Seven Conference Early Shatterpoints To Measure Immediately

Shattered glass

How financially sustainable is your conference?

Too often the metrics we use for our conferences are lagging indicators—inputs and outputs. We measure our P&L, attendance, sponsorship, exhibitors and attendee satisfaction.

But that is not enough! We need to measure leading indicators.

The VCC team gets asked repeatedly how to know if a conference is successful or not. And conference organizers ask us what metrics they should measure. Here’s a modified repost of seven metrics you should measure immediately to see if you’re conference’s warning sign is blinking.

Conference Shatterpoints

What’s a shatterpoint, you ask?

A shatterpoint is like a fault line, crack or an area of weakness in a path of action.

In Star Wars, shatterpoints are a juncture in the Force where things are especially vulnerable. One little change in that shatterpoint can have a domino effect with drastic galactic consequences.

All conferences have areas of weakness and vulnerability. The challenge is identifying the symptoms of these shatterpoints early to make plans to improve them. We need to evaluate our processes, frameworks and data to identify shatterpoints so we can neutralize them. Or we face cataclysmic results!

Shatterpoints Versus Goals

Goals are objective metrics. They answer the question on whether we’ve arrived and met our objectives. They’re lagging indicators.

Shatterpoints are the leading indicators you can use to diagnose the state of your conference. They can have a gigantic impact on your future conference results.

Imagine being in college and taking a road trip with your friends. Two of your backseat drivers continually ask you, “Are we there yet?” They are asking a goal related question.

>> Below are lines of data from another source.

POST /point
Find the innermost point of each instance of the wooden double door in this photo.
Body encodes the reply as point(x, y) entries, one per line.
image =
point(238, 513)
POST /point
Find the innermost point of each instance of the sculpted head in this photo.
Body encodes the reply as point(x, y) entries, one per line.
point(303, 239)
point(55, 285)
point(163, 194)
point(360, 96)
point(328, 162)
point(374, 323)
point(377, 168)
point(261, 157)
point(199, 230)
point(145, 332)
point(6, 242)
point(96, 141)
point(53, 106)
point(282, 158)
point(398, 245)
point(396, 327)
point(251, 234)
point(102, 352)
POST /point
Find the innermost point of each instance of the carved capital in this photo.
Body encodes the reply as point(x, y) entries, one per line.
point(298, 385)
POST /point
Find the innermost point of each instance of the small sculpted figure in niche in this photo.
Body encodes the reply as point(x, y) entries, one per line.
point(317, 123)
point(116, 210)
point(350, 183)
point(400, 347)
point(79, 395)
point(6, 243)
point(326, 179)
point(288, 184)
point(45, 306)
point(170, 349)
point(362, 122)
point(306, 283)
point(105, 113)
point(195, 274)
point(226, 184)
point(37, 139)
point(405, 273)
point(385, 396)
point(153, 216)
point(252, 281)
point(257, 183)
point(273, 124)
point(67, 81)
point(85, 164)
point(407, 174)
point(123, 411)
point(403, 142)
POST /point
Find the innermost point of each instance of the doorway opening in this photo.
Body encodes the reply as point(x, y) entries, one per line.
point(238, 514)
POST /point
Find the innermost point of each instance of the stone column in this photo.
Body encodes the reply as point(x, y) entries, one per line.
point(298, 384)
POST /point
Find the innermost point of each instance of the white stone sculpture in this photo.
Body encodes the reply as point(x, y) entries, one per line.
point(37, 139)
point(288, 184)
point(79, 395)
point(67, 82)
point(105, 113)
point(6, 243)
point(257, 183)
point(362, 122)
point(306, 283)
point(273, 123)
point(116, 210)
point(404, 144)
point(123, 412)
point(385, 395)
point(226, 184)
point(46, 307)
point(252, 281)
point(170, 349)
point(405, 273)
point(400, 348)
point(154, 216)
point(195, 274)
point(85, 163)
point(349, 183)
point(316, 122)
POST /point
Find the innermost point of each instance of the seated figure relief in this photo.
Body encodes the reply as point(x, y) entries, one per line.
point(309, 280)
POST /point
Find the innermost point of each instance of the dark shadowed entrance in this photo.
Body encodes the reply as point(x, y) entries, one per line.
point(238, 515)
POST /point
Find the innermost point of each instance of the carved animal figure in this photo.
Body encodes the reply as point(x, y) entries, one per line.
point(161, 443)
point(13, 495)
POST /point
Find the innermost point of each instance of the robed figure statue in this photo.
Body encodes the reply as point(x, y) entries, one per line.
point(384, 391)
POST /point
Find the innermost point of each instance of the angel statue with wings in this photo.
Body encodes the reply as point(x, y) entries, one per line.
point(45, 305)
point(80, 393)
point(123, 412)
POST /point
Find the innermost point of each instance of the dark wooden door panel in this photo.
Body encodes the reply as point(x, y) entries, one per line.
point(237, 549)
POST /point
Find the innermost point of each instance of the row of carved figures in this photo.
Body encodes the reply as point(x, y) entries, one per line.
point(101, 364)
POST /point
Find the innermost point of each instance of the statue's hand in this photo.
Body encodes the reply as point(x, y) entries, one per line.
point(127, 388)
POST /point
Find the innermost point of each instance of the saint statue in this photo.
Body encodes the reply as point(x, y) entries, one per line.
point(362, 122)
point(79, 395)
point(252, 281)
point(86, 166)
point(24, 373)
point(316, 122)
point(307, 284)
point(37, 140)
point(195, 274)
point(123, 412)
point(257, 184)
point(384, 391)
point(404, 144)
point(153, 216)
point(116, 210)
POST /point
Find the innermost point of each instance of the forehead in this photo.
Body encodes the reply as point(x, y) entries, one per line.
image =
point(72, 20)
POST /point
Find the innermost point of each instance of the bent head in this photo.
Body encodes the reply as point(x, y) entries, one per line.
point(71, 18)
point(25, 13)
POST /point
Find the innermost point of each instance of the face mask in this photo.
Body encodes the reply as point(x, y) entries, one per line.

Now imagine your front seat passenger asking, “How much gas do we have and need to get to our destination? And how much money do we have to buy gas?” Well, both of those questions identify shatterpoints. If you run out of gas and no one has any money, the entire road trip comes to a halt.

Measuring KPIs And Shatterpoints

Very few meetings and hospitality professionals talk about conference shatterpoints or key performance indicators (KPIs). Most measure the inputs and outputs of the conference. We need deeper analytics through KPIs.

Remember, if your KPIs drop or don’t meet standards, you’ve hit a major fracture and you’re conference is in dire need of help. Or it may crash.

Here are seven conference KPIs that you should regularly measure and benchmark:

1. 50% Paid Attendee Loyalty

Your conference should have a 50% or higher paid attendee loyalty.

Loyalty is defined as an attendee that came two out of the past three years (or more) and paid at least one or more of those years.

Anything less than that shows vulnerability in your conference sustainability. (Note: This is paid attendee loyalty. If you provide discounted or free registration for speakers, don’t include them in these metrics.)

2. 65% Exhibitor Stickiness

Your conference should have a renewal rate of 65% or more of its exhibiting companies. Very healthy conferences attain this by selling 70% or more of next year’s space during or before this year’s expo.

3. 75% Sponsor Stickiness

Strong, healthy conferences have a renewal of 75% of sponsorship revenue. If this isn’t happening, you either have an attendance issue or your sponsorship strategy is not aligned with what your attendees value. Attendees don’t value logos and session sponsor ads!

4. Revenue Diversification

For conferences and tradeshows that have multiple revenue streams, the secondary revenue category (registration or expo+sponsorship) should be at least 30% of total revenue.

5. Sustainable Demographics

Unless your organization has specific age limits on attendees, 35% of your attendance should be under the age of 50. Experience is often more important than age. What will your conference demographics look like in five or ten years?

6. Value Proposition of Attendee Experience

At least 55% of your conference’s direct expenses should be invested in the paid attendees’ experience. These include areas like speakers, entertainment, AV and production, and food and beverage (F&B). If 55% of your direct expenses are going to F&B, you are investing too much money into the attendee’s stomach!

7. Top Spenders Development

Identify, measure and nurture your top attendee economic buyers. For some organizations, it means measuring participation and revenue of the top 30 companies. For others, it means measuring top key segments.

How does your conference compare to these seven shatterpoints or KPIs? What tools do you use to identify and measure KPIs to make your conference more sustainable?